THE UNCENSORED VERSION
Being a conversation between dragonmaster Gabriel Bodard, and your beloved DataNinjas, about the SNAP:DRGN project and Social Network Analysis
Cross-posted to SNAP:DRGN
Gabriel Bodard: So, damsels, given my newbie SNA state, tell me: what is Social Network Analysis, and how is it useful for prosopography projects?
Silke Vanbeselaere: Social Network Analysis (SNA) is basically the study of relationships between people through network theory. First used in sociology, it’s now become popular in many other disciplines, with a budding group of enthusiasts (*exuberant roar*) in (ancient) history.
What it does, is focus on relations (of whatever kind) instead of on the actors individually. Through visualisation of the network graph and the network statistics, information can be obtained about the structure of the network and the roles of the individuals in it.

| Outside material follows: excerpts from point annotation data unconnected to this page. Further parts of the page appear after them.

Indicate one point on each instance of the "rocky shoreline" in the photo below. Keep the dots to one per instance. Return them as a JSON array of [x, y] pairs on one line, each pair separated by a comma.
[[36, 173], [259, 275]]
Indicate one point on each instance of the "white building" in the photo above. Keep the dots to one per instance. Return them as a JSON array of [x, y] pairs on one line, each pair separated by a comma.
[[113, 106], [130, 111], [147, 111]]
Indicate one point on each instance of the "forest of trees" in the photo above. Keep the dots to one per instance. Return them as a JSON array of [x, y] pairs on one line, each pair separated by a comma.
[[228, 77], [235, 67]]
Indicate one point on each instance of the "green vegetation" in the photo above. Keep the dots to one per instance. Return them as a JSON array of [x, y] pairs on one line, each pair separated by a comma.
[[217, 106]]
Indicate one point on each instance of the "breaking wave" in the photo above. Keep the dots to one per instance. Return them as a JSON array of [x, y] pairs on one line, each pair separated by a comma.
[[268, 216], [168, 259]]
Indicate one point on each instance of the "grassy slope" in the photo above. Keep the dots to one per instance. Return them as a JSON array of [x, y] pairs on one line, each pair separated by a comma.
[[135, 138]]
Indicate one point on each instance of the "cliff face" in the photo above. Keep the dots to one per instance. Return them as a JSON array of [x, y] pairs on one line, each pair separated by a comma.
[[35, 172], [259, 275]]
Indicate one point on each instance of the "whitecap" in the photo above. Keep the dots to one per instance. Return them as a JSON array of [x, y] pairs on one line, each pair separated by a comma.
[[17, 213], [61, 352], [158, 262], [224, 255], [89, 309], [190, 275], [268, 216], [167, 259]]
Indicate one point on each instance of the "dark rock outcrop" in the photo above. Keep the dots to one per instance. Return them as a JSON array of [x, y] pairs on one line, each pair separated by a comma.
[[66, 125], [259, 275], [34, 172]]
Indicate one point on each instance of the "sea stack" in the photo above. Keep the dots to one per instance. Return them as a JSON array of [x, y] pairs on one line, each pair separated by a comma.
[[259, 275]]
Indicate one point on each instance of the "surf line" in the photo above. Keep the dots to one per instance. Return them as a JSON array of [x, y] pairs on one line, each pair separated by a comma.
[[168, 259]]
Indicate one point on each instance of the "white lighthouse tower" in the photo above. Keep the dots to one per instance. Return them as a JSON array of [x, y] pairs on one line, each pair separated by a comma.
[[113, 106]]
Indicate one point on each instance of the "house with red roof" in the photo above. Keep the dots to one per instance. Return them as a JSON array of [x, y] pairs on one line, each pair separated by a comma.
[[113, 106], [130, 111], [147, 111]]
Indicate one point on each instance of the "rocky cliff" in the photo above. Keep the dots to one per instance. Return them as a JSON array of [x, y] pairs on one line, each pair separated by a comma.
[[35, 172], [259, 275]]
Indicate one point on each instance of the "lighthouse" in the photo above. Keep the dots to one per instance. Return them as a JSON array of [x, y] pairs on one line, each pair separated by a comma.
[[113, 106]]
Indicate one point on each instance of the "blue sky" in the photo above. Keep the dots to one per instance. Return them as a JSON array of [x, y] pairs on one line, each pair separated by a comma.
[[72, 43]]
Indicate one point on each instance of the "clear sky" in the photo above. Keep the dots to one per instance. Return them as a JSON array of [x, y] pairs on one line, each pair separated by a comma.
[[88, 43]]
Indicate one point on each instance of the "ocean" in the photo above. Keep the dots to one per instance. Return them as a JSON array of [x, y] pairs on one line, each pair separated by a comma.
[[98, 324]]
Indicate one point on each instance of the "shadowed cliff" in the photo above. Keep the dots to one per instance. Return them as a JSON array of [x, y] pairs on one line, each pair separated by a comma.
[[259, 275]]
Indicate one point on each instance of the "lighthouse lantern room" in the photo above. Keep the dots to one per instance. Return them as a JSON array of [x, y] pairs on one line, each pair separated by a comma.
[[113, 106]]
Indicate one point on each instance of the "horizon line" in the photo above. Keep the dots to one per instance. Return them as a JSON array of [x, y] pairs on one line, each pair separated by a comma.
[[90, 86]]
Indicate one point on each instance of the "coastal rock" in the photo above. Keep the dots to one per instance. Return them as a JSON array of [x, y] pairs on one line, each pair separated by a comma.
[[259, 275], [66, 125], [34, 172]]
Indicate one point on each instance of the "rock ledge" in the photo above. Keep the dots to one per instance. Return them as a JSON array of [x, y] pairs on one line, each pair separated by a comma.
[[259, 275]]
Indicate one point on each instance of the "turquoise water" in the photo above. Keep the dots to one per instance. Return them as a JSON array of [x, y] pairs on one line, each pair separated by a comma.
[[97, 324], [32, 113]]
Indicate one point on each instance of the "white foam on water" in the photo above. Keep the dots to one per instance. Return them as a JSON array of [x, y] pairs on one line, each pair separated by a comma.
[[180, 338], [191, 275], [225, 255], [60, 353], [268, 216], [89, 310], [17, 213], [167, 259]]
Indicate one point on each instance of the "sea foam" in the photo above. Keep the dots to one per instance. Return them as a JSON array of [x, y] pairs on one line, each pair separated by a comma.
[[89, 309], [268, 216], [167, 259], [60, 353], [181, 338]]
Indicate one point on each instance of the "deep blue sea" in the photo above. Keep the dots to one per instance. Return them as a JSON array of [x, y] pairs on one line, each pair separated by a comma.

The visualisation of these network graphs can be especially interesting for prosopography projects as it can help disambiguate people. Individuals are represented by nodes and their relationships are represented by ties or links between those nodes. Instead of dealing with one source at a time, the network allows you to see the whole of the relationships.
GB: Can you perhaps illustrate that with an example and how it could help us?
Yanne Broux: Off the top of my head: one of the things the extremely nifty disambiguation methods we developed could help you out with is the identification of high-ranked Roman officials across the different datasets. Consuls were often mentioned in dating formulas, and procurators, proconsuls, legati and the like were pretty mobile, so chances are they appear in texts across the empire. They’ll light up like Christmas trees once we shape them into a network.
What is the SNAP:DRGN project about, Gabby, and what sort of prosopographical data (especially relationships) does it contain?
GB: I’m glad you asked me that (YB: dear reader, have you noticed the oh so true spontaneity of this conversation by now? *sniggers*). SNAP:DRGN stands for “Standards for Networking Ancient Prosopographies: Data and Relations in Greco-Roman Names” (not an artificial backronym at all!). Very briefly, the aim of the project is to bring together person-records from as many online prosopographies of the ancient world as possible, using linked data to record only the most basic information (person identifiers, names, citations, date, place and hopefully relationships with other persons). We only plan to store this very summary data, along with links back to the richer records in the contributing data source, and enable annotation on top of that.
SV: Ok, and what will people be able to do with this limited data, then?
GB: In particular, scholars will be able to (1) join together records originally from different databases that clearly refer to the same person; (2) point out relationships between persons, e.g. person XYZ from this database is the daughter of person ABC from that one; and (3) annotate their own texts (archaeological or library records, etc.) to disambiguate a personal name using SNAP as an authority list.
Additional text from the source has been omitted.